My major criticism of the book as a whole is the ongoing confusion of issues that I consider perceptual with issues that I consider musicological. To some extent, I think this is intentional–the very term cognitive musicology implies the drawing together of these areas. This laudable goal notwithstanding, it is often difficult to tell whether a particular argument is meant to treat music as an aesthetic object, or music as a process conveyed in sound and perceived by a listener.

In his chapter on the roots of chords, for example, Mr. Parncutt writes, "The new theory of the perceptual root [strives] … to reliably predict the root whenever it is clearly and unambiguously defined in existing music theory [among other goals]." It seems from this that his aim is to build a theory of perception that is in accord with the definitions of music theory. This goal begs an important question: to what degree do the definitions of music theory themselves reflect the actual perceptions of listeners? More importantly, this goal conflates the two domains, promoting the aesthetic definitions of music theory to the status of perceptual theory. If the definitions of music theory turn out not to be borne out in perception (for example, if chords are rarely perceived to have an unambiguous root), then the idea of constructing a perceptual model of music-theoretical predictions is nonsensical. Most of the other chapters implicitly reflect a similar confusion, in my opinion (Mr. Parncutt’s article, in fact, is notable in that it explores this confusion more rigorously than most of the others).

At a deeper level, the musicological bent of the volume exerts a strong influence by limiting the questions posed. The traditional discourse of music theory seems to greatly constrain the topics and methods of the contents–there is a great concern with the harmony, rhythm, and texture of music in the traditional Western "classical" style. These are questions that have primary concern to a Western music theorist, but perhaps less interest to other researchers in the music sciences. Music from other cultures, and Western musics such as jazz, folk, and rock that fall outside of the mainstream of the classical tradition are treated with lip service if at all.

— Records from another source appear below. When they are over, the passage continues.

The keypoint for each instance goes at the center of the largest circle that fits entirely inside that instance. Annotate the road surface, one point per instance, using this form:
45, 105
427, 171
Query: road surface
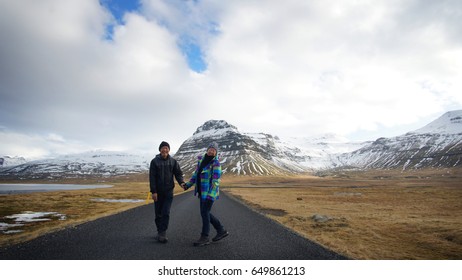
130, 236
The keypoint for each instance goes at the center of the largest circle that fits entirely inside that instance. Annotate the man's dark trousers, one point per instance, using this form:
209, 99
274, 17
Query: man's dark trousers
162, 209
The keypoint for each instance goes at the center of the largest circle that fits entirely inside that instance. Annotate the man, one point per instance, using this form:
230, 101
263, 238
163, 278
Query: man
161, 171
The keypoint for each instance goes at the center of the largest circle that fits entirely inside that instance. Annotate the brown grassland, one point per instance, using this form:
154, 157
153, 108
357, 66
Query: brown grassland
371, 215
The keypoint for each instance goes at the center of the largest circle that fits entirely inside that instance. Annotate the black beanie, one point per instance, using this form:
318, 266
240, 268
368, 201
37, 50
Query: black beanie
164, 144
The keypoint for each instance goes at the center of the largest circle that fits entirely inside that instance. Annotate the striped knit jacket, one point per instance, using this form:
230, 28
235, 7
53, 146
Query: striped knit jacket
210, 179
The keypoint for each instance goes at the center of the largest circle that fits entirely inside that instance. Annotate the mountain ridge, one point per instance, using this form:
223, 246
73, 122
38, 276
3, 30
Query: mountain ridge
436, 145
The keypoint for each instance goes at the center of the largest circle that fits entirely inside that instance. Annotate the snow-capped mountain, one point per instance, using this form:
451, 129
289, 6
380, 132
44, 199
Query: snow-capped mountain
438, 144
7, 161
260, 153
99, 163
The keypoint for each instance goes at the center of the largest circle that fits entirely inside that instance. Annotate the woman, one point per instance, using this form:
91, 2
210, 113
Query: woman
206, 177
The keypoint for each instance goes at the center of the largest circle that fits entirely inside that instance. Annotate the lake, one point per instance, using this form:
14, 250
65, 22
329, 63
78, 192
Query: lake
28, 188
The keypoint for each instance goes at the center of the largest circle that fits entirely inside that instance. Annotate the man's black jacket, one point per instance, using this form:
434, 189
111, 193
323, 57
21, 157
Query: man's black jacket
161, 172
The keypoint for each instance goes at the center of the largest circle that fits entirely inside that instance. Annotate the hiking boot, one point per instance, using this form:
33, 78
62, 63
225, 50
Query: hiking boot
220, 236
162, 237
204, 240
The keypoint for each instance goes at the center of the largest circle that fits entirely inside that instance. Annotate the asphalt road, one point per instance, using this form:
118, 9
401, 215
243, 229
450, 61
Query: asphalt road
130, 236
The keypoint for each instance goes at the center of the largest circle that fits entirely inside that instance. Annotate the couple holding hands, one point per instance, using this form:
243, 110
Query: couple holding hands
206, 177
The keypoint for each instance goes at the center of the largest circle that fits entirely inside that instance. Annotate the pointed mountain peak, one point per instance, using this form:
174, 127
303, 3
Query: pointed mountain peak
214, 126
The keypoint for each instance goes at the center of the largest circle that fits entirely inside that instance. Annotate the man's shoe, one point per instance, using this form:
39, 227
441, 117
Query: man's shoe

This is very unfortunate because, to me, one of the greatest strengths of the sort of analytic perspective represented here is the possibility of opening up a broader, more inclusive, musical theory. It is certainly possible to envision the application of some of the techniques presented to other musical styles, but it would be welcome to find more research that immediately concerned itself with the broad world of music rather than putting most of it off "for later."

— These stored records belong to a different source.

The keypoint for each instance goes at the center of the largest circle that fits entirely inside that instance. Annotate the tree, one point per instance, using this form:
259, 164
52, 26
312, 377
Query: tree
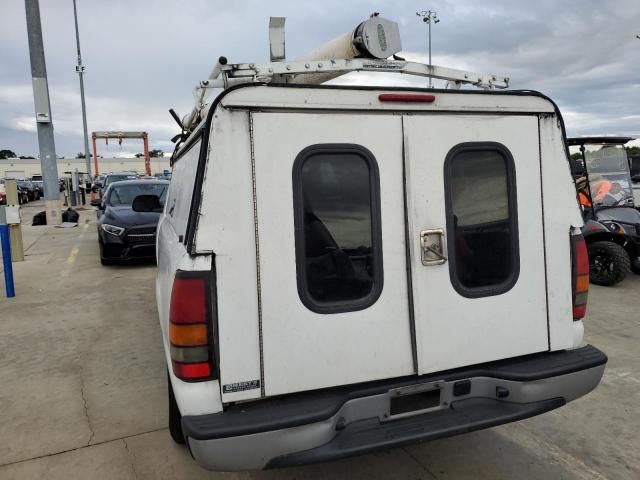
4, 154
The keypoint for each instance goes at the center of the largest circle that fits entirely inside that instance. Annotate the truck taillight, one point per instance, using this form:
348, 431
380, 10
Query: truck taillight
580, 266
189, 324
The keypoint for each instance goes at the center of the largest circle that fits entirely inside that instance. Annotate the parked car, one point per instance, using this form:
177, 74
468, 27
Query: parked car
33, 193
343, 269
116, 177
124, 234
37, 182
23, 194
97, 183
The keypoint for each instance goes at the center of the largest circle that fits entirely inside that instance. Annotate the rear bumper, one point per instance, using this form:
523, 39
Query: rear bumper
331, 424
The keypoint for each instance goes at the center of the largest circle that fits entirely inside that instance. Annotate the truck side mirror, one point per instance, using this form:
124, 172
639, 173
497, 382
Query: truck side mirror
147, 203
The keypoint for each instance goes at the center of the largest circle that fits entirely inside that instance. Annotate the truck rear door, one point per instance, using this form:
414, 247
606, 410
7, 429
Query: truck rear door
331, 249
476, 238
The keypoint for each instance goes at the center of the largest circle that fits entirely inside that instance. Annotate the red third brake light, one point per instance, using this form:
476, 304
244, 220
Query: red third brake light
580, 276
406, 97
189, 324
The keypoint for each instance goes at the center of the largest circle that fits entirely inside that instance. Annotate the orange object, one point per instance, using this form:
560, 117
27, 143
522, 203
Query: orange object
188, 335
603, 188
584, 199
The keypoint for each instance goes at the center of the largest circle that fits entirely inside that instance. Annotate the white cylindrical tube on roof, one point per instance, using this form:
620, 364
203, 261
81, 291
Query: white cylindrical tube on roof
376, 37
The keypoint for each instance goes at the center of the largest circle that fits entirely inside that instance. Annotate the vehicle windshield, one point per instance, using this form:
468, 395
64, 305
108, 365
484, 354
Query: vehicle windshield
609, 178
119, 178
124, 194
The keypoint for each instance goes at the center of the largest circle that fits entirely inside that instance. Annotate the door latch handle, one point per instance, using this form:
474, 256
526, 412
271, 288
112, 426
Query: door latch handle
431, 246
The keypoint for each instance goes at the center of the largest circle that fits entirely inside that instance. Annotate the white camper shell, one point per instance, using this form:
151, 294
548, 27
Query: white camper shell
344, 269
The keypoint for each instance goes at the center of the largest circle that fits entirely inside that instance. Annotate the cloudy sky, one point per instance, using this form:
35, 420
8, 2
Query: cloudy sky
143, 57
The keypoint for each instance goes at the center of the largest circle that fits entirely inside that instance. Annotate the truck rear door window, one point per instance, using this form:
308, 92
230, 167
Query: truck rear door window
481, 219
337, 228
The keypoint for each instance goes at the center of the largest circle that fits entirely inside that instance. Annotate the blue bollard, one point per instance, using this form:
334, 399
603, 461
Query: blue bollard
6, 258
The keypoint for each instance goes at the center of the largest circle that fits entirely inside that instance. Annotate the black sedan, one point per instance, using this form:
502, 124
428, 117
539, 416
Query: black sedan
122, 233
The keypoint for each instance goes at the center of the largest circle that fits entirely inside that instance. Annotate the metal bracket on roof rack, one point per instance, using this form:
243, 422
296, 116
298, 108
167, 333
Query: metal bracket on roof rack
317, 71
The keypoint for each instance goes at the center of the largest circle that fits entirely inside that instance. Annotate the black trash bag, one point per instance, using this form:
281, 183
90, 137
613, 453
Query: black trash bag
70, 216
39, 218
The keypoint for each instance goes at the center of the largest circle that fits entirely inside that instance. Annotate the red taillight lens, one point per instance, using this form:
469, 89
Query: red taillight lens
189, 324
191, 371
188, 300
580, 276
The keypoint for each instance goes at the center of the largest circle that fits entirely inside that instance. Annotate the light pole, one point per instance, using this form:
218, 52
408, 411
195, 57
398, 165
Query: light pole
429, 17
44, 123
80, 70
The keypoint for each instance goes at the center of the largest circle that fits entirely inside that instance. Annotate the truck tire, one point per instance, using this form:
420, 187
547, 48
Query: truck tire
609, 263
635, 265
175, 418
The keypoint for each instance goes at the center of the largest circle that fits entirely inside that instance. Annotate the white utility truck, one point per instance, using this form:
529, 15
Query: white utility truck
343, 269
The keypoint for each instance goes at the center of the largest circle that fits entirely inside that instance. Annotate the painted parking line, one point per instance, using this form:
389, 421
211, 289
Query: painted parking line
74, 252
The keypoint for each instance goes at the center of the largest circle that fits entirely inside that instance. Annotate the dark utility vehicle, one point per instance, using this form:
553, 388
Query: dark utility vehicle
612, 223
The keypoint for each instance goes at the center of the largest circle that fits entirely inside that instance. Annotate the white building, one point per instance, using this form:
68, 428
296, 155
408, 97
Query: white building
25, 168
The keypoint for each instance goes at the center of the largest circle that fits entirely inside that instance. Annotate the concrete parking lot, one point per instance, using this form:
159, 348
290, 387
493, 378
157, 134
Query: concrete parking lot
83, 386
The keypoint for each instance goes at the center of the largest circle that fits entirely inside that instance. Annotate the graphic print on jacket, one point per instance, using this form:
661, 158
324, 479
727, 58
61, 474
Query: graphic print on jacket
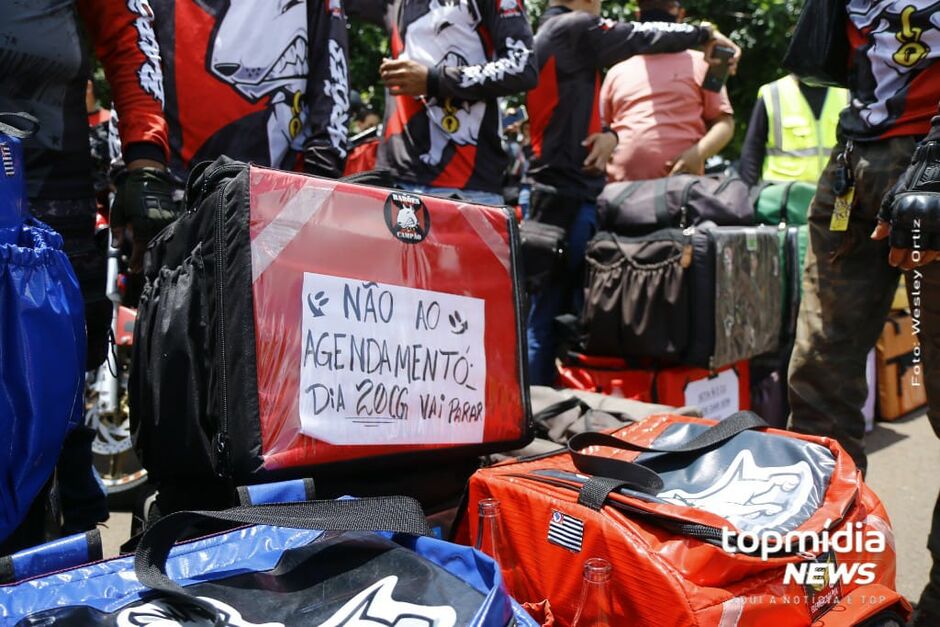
276, 67
446, 36
895, 45
236, 77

In sum, this book is an essential addition to the library of any researcher interested in psychological approaches to the study of music. It contains a wealth of well-reasoned philosophy as well as intriguing new insights into the music-listening process. For a researcher mostly interested in engineering approaches to sound analysis and synthesis by computer, there are some chapters of interest, but there are also many that will not hold much interest.